Llama Gustavo Pérez Puig para contarnos, antes de que el suceso se imprima para siempre en las páginas sepia del recuerdo, que se ha muerto Gabriel Cisneros. Lo estarán viendo ustedes sentado en una silla de padre gestatorio, como firmando con su vida el pacto entre una España y siete caballeros, o vendiéndola cara, como un corzo rebelde y abatido, oponiendo una muda empalizada a secuestros Otegui y compañía, o enroscándose, igual que ese felino que predice la muerte, al borde herido de su propia cama.

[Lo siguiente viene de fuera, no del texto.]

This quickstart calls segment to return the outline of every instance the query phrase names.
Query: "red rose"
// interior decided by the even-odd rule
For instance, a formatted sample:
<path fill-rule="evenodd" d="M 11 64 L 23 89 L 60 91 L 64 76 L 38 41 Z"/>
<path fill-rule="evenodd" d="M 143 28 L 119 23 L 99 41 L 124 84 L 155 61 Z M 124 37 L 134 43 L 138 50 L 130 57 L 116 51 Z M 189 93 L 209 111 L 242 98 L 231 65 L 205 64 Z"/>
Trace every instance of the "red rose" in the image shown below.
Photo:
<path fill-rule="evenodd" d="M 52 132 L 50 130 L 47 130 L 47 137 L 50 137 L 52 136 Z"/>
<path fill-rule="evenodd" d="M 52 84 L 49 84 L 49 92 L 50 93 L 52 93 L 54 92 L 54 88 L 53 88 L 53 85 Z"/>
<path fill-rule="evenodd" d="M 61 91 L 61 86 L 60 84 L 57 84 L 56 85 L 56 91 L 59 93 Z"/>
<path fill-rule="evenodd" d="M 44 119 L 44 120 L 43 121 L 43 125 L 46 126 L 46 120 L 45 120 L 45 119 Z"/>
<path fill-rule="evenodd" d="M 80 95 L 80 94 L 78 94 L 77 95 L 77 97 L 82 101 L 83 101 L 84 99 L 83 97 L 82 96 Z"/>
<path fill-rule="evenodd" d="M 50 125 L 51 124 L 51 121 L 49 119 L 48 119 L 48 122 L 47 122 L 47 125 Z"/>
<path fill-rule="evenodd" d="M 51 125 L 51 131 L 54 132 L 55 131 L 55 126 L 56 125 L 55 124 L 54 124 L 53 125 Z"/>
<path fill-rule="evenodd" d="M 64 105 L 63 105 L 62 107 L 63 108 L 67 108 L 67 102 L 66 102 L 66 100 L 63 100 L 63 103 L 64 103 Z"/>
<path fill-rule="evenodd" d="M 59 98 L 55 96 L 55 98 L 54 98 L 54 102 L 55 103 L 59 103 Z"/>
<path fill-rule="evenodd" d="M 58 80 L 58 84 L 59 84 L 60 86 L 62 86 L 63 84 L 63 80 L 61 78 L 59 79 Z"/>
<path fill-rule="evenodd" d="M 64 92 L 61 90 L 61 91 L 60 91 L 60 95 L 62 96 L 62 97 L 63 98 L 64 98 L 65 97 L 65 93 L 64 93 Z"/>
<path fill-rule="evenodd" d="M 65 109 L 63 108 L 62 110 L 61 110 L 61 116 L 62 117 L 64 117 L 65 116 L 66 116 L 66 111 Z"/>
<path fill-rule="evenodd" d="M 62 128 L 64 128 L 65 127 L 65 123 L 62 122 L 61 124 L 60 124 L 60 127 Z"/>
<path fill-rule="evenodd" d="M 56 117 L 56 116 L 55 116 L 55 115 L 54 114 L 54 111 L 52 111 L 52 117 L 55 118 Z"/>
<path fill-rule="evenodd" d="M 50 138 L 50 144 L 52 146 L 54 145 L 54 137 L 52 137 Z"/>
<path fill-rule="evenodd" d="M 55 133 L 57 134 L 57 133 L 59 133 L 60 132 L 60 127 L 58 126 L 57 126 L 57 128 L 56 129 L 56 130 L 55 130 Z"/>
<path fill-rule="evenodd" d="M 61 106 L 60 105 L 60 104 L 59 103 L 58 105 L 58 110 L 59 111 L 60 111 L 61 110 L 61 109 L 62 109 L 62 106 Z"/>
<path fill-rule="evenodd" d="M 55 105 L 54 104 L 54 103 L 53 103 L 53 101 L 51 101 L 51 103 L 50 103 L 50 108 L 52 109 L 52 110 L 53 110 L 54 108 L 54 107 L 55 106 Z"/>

Se ha muerto joven, y quizás bendito. Sobrevivir a la maldad más necia, al ojo demencial de tu asesino, y verle una sonrisa dibujada a quien cavó en tu carne un agujero (y luego, a Zapatero riéndole las gracias), debió de parecerse al dolor y al fracaso. Tuvo Gabriel Cisneros que hacer del desayuno una adhesión al zumo de palabras, una proclamación constituyente, un congreso de panes soberanos, una fe en el café de cada día, un sólido apetito de mañanas. Puede que algunas veces se sintiera invencible, y otras, como un escombro de su suerte.
Dejó escrito Ugo Foscolo que a “a egregie cose” – a grandes empresas – “il forte animo accendono” – mueven el fuerte ánimo – “l’urne dei forti” – las urnas de los fuertes. Se refería el poeta italiano a las tumbas de Galileo, Miguel Ángel o Maquiavelo, reunidas en Santa Croce. Le ha llegado, a Cisneros, la hora de la urna y la ceniza. Su alma ya descansa en los claros pasillos. No pudieron con ella unos cobardes. Se ha quedado en las hojas transparentes de un libro que da sombra, que nos tapa. La escoltan los leones de su capilla ardiente. Y en este instante ya relampaguea en los muros cansados de su patria.